Has anyone wished you a Happy Vedic New Year recently? Whether you are new to Vedic astrology or are already immersed in the Indian version of the zodiac, Kari Field is now YogaCity NYC’s guide on this path of light. Twice a month she will share her interpretations just before the new and full moons arrive, so that we can find ways to harmonize our lives with the heavens. Sharon Watts sat down and got a little background on our San Francisco-based AnandaShree Astrologer.
Sharon Watts: What is Vedic astrology?
Kari Field: Vedic astrology is the Hindu astrology system, also known as Jyotish, or the science of light. It is a very complex system based on the scientific and mathematic planetary movements as they intersect with astral light patterns. As there is no mention of astrology in the actual ancient Vedic scripts, some debate goes on in the field as to when or how it actually began—probably between the 8th and 12th centuries. It does share Vedic imagery, deities, stories, rituals, and magic with that of the ancient text.
SW: Why is the moon so important in Vedic Astrology?
KF: The moon is a reflection of our souls—our experiences and feelings here on earth. There are twenty-nine days in a lunar month, as it moves across the sky. Each lunar day has specific strengths and weaknesses. For example, The 11th day Moon is called Ekadasi, and is well known to be a favorable lunar day for spiritual practices and fasting.
A waxing moon is glowing with potential, especially the latter half. It is generally considered to be more auspicious for any action and efforts to grow. The days just before the full moon are a time for gathering with friends, enjoying music, having fun A waning moon symbolizes withdrawal of power, letting go. It is a time for cleansing and inner work, such as retreat, meditation and sadhana.
SW: Tell us more about the recent Vedic New Year.
KF: The ancients celebrated the New Year at the Spring Equinox. As the final sign of Pisces ends and we start the cycle over again at Aries, the powers between night and day are equal.

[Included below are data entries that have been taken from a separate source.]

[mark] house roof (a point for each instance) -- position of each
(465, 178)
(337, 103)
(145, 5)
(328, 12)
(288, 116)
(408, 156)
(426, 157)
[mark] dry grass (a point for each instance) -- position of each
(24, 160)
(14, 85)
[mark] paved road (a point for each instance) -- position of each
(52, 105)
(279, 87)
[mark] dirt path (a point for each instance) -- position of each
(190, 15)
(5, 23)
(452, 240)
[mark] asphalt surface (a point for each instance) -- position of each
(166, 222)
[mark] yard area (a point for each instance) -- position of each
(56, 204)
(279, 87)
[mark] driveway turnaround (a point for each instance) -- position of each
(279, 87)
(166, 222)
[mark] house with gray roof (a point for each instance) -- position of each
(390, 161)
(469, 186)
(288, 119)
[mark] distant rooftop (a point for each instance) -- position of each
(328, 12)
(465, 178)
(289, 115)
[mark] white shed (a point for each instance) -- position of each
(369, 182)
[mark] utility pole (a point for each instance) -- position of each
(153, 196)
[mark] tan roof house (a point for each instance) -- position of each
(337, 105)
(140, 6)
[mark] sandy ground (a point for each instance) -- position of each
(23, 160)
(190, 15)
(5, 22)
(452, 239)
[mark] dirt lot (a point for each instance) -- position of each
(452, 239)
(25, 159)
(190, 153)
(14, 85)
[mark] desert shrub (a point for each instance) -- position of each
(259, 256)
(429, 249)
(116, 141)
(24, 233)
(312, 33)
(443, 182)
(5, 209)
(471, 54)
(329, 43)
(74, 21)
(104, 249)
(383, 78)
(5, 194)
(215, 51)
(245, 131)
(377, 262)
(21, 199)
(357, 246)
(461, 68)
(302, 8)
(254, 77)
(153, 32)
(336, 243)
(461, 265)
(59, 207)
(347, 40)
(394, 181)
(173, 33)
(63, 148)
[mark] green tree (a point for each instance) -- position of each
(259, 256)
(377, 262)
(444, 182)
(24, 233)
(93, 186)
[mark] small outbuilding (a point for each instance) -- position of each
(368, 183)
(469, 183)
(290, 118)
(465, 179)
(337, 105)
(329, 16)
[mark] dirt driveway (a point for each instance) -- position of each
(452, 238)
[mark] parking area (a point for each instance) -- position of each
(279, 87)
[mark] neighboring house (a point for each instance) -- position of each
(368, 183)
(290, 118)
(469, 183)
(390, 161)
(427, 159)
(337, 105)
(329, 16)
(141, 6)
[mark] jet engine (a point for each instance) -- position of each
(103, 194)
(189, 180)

On April 7th we experienced the first new moon—near the end/beginning of the Zodiac—this is the Vedic New Year. This event sparks the growth cycle for the year to come. At the Spring Equinox, the sun begins to take control.
This first lunar cycle, when the sun enters Aries, is actually charted and used in India to anticipate economic and political trends. We can use it to reimagine the possibilities and rebirth our dreams anew. This new moon initiates a guiding force that will illuminate the path in the days to come and open new chapters of opportunity.
SW: You look like a young, farm-fresh, all-American woman. How did you get interested in this?
KF: I grew up a bit isolated from anything exotic, in the midwest. Yet from a very early age I had this inexplicable attraction to Indian culture. As a teenager I practiced western astrology, Tarot, and later became interested in Indian music, the sitar in particular. After college, when I was twenty-two, I went to Varanasi where I studied music for several years. After that I moved to the San Francisco Bay Area and happened to be living in a community of Vedic astrologers, totally by coincidence! Here I was blessed to have Pandit Sanjay Rath, who comes from an ancient and traditional family of Indian astrologers, visit and give workshops out of the house I was living in, and later I also studied under the amazing guidance of Hart de Fouw, who was based nearby.
SW: You are also a world traveler and student to some of the greats in their respective fields of Indian music and Vedic Astrology. Do you consider yourself a student first, as you share the wisdom?
KF: I have studied in the field of Classical Hindustani Music (raga) for over 20 years. I will always be a student! I am especially grateful for the guidance of spiritual teacher Mata Amritananda Mayi Ma, in Kerala, as well as Vedic Astrologers Sanjay Rath and Hart deFouw. I do return as much as I can to India (I just got back this month from a trip there) to continue my studies, as well as refine my sitar technique and also to serve my teachers.
SW: I don’t usually follow charts closely, but after last month’s bumpy ride that nearly tossed me out of my seat (and hearing similar reports from friends), I discovered that the “culprit” was a series of lunar eclipses in Pisces. Now I’m a believer. And placing the Vedic New Year in the springtime feels much more logical than January 1.